Tear Down This Wall

Last June, after his conference at Venice with the leaders of Japan, Canada, and Western Europe, President Reagan made a brief but significant visit to Berlin. There, in front of the Brandenburg Gate, he issued a striking and much-publicized challenge to the Soviet leader, Mikhail Gorbachev.

The Berlin Wall has stood for two and one-half decades as a symbol of repression by both the East European countries and the Soviet Union. Driven to digging tunnels and making other desperate attempts, people held behind the wall have sought to break through to gain the freedom and opportunities enjoyed in the West. In the process, some have perished.

The border between Eastern and Western Europe has not always been sealed. Now, at a time when the Soviet leader is preaching a policy of “glasnost” (openness), President Reagan urged him to take a dramatic step beyond talk to action. As a sign that he really means what he says about expanding freedom, President Reagan urged:

“Mr. Gorbachev, tear down this wall.”

Yet less than one month after the President’s proclamation, a terrifying event revealed that Soviet Russia and its satellites have no monopoly on border problems. Not far from El Paso, Texas, a railroad car was opened to disclose the bodies of 18 Mexicans who had perished in a desperate attempt to cross the Mexican border into the United States.

The border between Mexico and the U.S. has not always been sealed. Until about a century ago, we welcomed people from other lands. No walls had been erected and so no one stood guard at our gates to check entry visas. Immigrants came in great numbers, some escaping political tyranny and religious repression, others responding to the promise of economic opportunity.

Indeed, according to Oxford University professor John Gray, in the century prior to World War I, not only in the United States but throughout Europe, “Everyone believed that free migration promoted prosperity. Statesmen took for granted that the freedom to travel was part of the market economy.” Classical economists argued that, “Just as tariffs and quotas resulted only in dislocating the world market and decreasing economic welfare, so too immigration controls resulted in economic stagnation and the waste of human resources.” (The Wall Street Journal, June 1, 1983)

Yet, toward the end of the last century, attitudes changed. We began to impose restrictions, first limiting the entry of Orientals, then others. By now we have a rather rigid system designed to control both the numbers and types of people entering the country. Although legislation passed by Congress in 1986 granted amnesty to many who were living here illegally, it also imposed new constraints on employers in an effort to make further immigration less attractive.

During the summer of 1987, numerous reports from the northwestern states revealed that crops of fresh fruits and vegetables were in danger of rotting for lack of labor to harvest them. Why do we deny entry to willing la borers when there is so clearly much work to be done?

Consider the following points:

• In general, immigrants do not become a burden to taxpayers. In fact, economist Julian Simon has shown that immigrants tend to be net contributors to government revenues, rather than a net drain. Often young and vigorous, they frequently pay income and social security taxes for many years, only to return to their homelands before receiving their full benefits. (The Freeman, January 1986)

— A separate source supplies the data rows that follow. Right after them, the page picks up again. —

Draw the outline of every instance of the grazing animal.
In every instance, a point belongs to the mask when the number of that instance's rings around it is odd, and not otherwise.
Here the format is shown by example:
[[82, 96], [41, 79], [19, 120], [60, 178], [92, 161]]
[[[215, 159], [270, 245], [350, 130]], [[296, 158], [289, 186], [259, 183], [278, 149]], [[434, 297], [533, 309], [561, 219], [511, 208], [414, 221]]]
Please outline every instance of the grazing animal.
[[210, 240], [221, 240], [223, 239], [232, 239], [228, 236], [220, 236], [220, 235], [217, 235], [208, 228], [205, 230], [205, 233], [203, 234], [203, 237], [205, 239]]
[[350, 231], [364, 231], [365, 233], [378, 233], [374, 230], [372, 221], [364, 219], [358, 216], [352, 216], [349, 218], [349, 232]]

• While it may be true that in some instances immigrants take jobs away from people who were born in the United States, there is also much evidence that Americans often don’t want the jobs immigrants take.

• If working conditions for immigrants are frequently below our standards, the fact that immigrants have come here voluntarily at often great risk to themselves suggests that the opportunities they find here are at least superior to those they left at home.

• What’s more, when the immigrants spend their incomes to buy food, clothing, and shelter, they provide additional jobs for people already here—an application of the famous old economic principle known as Say’s Law: “Supply creates its own demand.”

• In recent years, much concern has been expressed about the so-called “deindustrialization” of America. Whether the facts support these fears or not, the influx of workers willing to take jobs at low pay helps to discourage American producers from setting up shop outside our borders to cut labor costs. And for the rest of us, their work keeps the cost of products down and helps to improve our standard of living.

When people such as the Mexicans are dying in their efforts to break through the barricades and enter the U.S., just as others have died attempting to breach the barriers surrounding Eastern Europe, some extremely troubling questions demand answers: Do we have legitimate economic, moral, and political grounds for denying immigrants access to the freedoms and opportunities which we enjoy in such abundance? Can we justly deny to others what once was offered to our ancestors? Can we criticize the restrictive emigration policies of the Soviet Union and its Eastern European neighbors when we engage in restrictive immigration policies?

in view of these concerns, would it not now be most appropriate for the President to follow up his dramatic challenge in Berlin by journeying to Brownsville, Texas, and San Diego and, regarding our own unwarranted barriers to the free movement of the world’s peoples, say:

“Members of Congress, tear down this wall.”